We retrospectively analyzed 1,127 patients treated with radiotherapy after breast-conserving surgery from two medical institutions. The CBCT images for patient setup acquired utilizing breath-hold guided by optical surface monitoring system were used to generate sCT with a generative adversarial network. Organs at risk (OARs), clinical target volume (CTV), and tumor bed (TB) were delineated automatically with a 3D U-Net model on pCT and sCT images. The geometric accuracy of the model was evaluated with metrics, including Dice similarity coefficient (DSC) and 95% Hausdorff distance (HD95). Dosimetric evaluation was performed by quick dose recalculation on sCT images relying on gamma analysis and dose-volume histogram (DVH) parameters. The relationship between ΔD95, ΔV95 and DSC-CTV was assessed to quantify the clinical impact of the geometric changes of CTV.
The ranges of DSC and HD95 were 0.73-0.97 and 2.22-9.36 mm for pCT, 0.63-0.95 and 2.30-19.57 mm for sCT from institution A, 0.70-0.97 and 2.10-11.43 mm for pCT from institution B, respectively. The quality of sCT was excellent with an average mean absolute error (MAE) of 71.58 ± 8.78 HU. The mean gamma pass rate (3%/3 mm criterion) was 91.46 ± 4.63%. DSC-CTV down to 0.65 accounted for a variation of more than 6% of V95 and 3 Gy of D95. DSC-CTV up to 0.80 accounted for a variation of less than 4% of V95 and 2 Gy of D95. The mean ΔD90/ΔD95 of CTV and TB were less than 2Gy/4Gy, 4Gy/5Gy for all the patients. The cardiac dose difference in left breast cancer cases was larger than that in right breast cancer cases.
The accurate multitarget delineation is achievable on pCT and sCT deep learning. The results show that dose distribution needs to be considered to evaluate the clinical impact of geometric variations during breast cancer radiotherapy.

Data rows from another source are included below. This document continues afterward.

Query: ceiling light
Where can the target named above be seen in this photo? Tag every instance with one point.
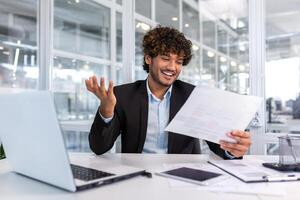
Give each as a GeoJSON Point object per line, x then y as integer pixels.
{"type": "Point", "coordinates": [145, 27]}
{"type": "Point", "coordinates": [233, 63]}
{"type": "Point", "coordinates": [242, 68]}
{"type": "Point", "coordinates": [242, 48]}
{"type": "Point", "coordinates": [6, 53]}
{"type": "Point", "coordinates": [195, 47]}
{"type": "Point", "coordinates": [241, 24]}
{"type": "Point", "coordinates": [210, 54]}
{"type": "Point", "coordinates": [223, 59]}
{"type": "Point", "coordinates": [174, 18]}
{"type": "Point", "coordinates": [86, 67]}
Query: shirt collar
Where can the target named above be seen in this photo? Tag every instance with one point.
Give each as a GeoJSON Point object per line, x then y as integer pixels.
{"type": "Point", "coordinates": [166, 95]}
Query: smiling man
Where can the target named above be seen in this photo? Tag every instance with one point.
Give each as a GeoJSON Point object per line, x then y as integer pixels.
{"type": "Point", "coordinates": [140, 111]}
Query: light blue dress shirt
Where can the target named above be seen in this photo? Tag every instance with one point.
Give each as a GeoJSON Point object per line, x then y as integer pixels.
{"type": "Point", "coordinates": [158, 118]}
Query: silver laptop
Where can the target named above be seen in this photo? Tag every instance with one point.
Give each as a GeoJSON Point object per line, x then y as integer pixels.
{"type": "Point", "coordinates": [35, 147]}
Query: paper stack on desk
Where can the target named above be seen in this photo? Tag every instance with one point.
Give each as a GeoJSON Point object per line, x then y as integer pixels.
{"type": "Point", "coordinates": [210, 113]}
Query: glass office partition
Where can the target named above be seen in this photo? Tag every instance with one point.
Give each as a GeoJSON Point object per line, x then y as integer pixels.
{"type": "Point", "coordinates": [282, 70]}
{"type": "Point", "coordinates": [18, 44]}
{"type": "Point", "coordinates": [167, 12]}
{"type": "Point", "coordinates": [82, 41]}
{"type": "Point", "coordinates": [82, 28]}
{"type": "Point", "coordinates": [140, 29]}
{"type": "Point", "coordinates": [209, 32]}
{"type": "Point", "coordinates": [190, 20]}
{"type": "Point", "coordinates": [208, 66]}
{"type": "Point", "coordinates": [223, 73]}
{"type": "Point", "coordinates": [143, 7]}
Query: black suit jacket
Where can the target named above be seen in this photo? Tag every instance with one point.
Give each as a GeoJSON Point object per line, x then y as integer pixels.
{"type": "Point", "coordinates": [131, 118]}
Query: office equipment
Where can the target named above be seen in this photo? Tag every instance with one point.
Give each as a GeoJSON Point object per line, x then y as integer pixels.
{"type": "Point", "coordinates": [15, 187]}
{"type": "Point", "coordinates": [289, 153]}
{"type": "Point", "coordinates": [35, 146]}
{"type": "Point", "coordinates": [210, 113]}
{"type": "Point", "coordinates": [192, 175]}
{"type": "Point", "coordinates": [252, 174]}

我们开发了一种深度学习模型,以实现对基于锥形束CT(CBCT)图像生成的计划CT(pCT)和合成CT(sCT)图像进行自动多目标勾画。评估了该模型对乳腺癌自适应放射治疗的几何和剂量学影响。
我们回顾性分析了来自两家医疗机构的1127例保乳手术后接受放射治疗的患者。利用光学表面监测系统引导屏气获取的患者摆位CBCT图像,通过生成对抗网络生成sCT。使用3D U-Net模型在pCT和sCT图像上自动勾画危及器官(OAR)、临床靶区(CTV)和瘤床(TB)。通过包括骰子相似系数(DSC)和95%豪斯多夫距离(HD95)等指标评估模型的几何准确性。通过基于伽马分析和剂量体积直方图(DVH)参数对sCT图像进行快速剂量重新计算来进行剂量学评估。评估ΔD95、ΔV95与DSC-CTV之间的关系,以量化CTV几何变化的临床影响。
对于pCT,DSC范围为0.73-0.97,HD95范围为2.22-9.36mm;来自机构A的sCT,DSC范围为0.63-0.95,HD95范围为2.30-19.57mm;来自机构B的pCT,DSC范围为0.70-0.97,HD95范围为2.10-11.43mm。sCT质量优异,平均平均绝对误差(MAE)为71.58±8.78HU。平均伽马通过率(3%/3mm标准)为91.46±4.63%。DSC-CTV降至0.65时,V95变化超过6%,D95变化3Gy。DSC-CTV高达0.80时,V95变化小于4%,D95变化2Gy。所有患者CTV和TB的平均ΔD90/ΔD9平均小于2Gy/4Gy、4Gy/5Gy。左乳腺癌病例的心脏剂量差异大于右乳腺癌病例。
在pCT和sCT上通过深度学习可实现准确的多目标勾画。结果表明,在乳腺癌放疗期间评估几何变化的临床影响时需要考虑剂量分布。